Menurut Leon dan Ericson, (2007:95) Non Performing Loan
adalah kredit yang kategori kolektibilitasnya di luar kolektibilitas kredit
lancar dan kredit dalam perhatian khusus. Berarti kredit bermasalah mencakup
kredit kurang lancar, diragukan dan macet.[35]
Pentingnya penyelesaian bank
bermasalah didasarkan pada alasan bahwa bank yang berada dalam keadaan insolven
dan bila dibiarkan terus beroperasi berpeluang melakukan kegiatan berisiko
tinggi dengan maksud memperoleh keuntungan besar. Tindakan seperti itu dapat
mengakibatkan kerugian bagi nasabah penyimpan dan kreditor bank lainnya. Namun
beberapa pertanyaan mendasar akan dikemukakan terlebih dahulu sebagai bagian
dari pembahasan topik ini, yakni:
1). Apakah industri perbankan telah melakukan tata kelola
perusahaan yang baik (good corporate governance) serta pengawasan dan pembinaan
sehingga tidak terjadi moral hazard?
2). Krisis Moneter di Indonesia tahun 1997 melahirkan “blanket
guarantee” (penjaminan pemerintah) untuk para nasabah, yang sekarang menjadi
program penjaminan dari Lembaga Penjamin Simpanan (limited guarantee).
Bagaimana pengaruh Lembaga Penjamin Simpanan dalam meningkatkan rasa aman
terhadap dana nasabah penyimpanan dibandingkan dengan era blanket guarantee?

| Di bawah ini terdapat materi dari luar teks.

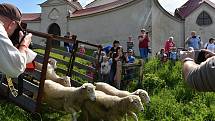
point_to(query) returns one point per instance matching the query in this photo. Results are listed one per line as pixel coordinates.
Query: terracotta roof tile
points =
(100, 8)
(186, 9)
(31, 17)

Dan bagaimana mengefektifkannya?
3). Bagaimana pengaruh perkembangan ekonomi global dan pasar
bebas terhadap keberadaan industri perbankan Indonesia umunya dan Lembaga
Penjamin Simpanan khususnya?
Beberapa faktor yang dapat mempengaruhi kredit macet.
1). Karakter Nasabah
Karakter merupakan sifat atau watak seseorang. Sifat atau watak dari
orang-orang yang akan di berikan kredit benar-benar harus dapat di percaya.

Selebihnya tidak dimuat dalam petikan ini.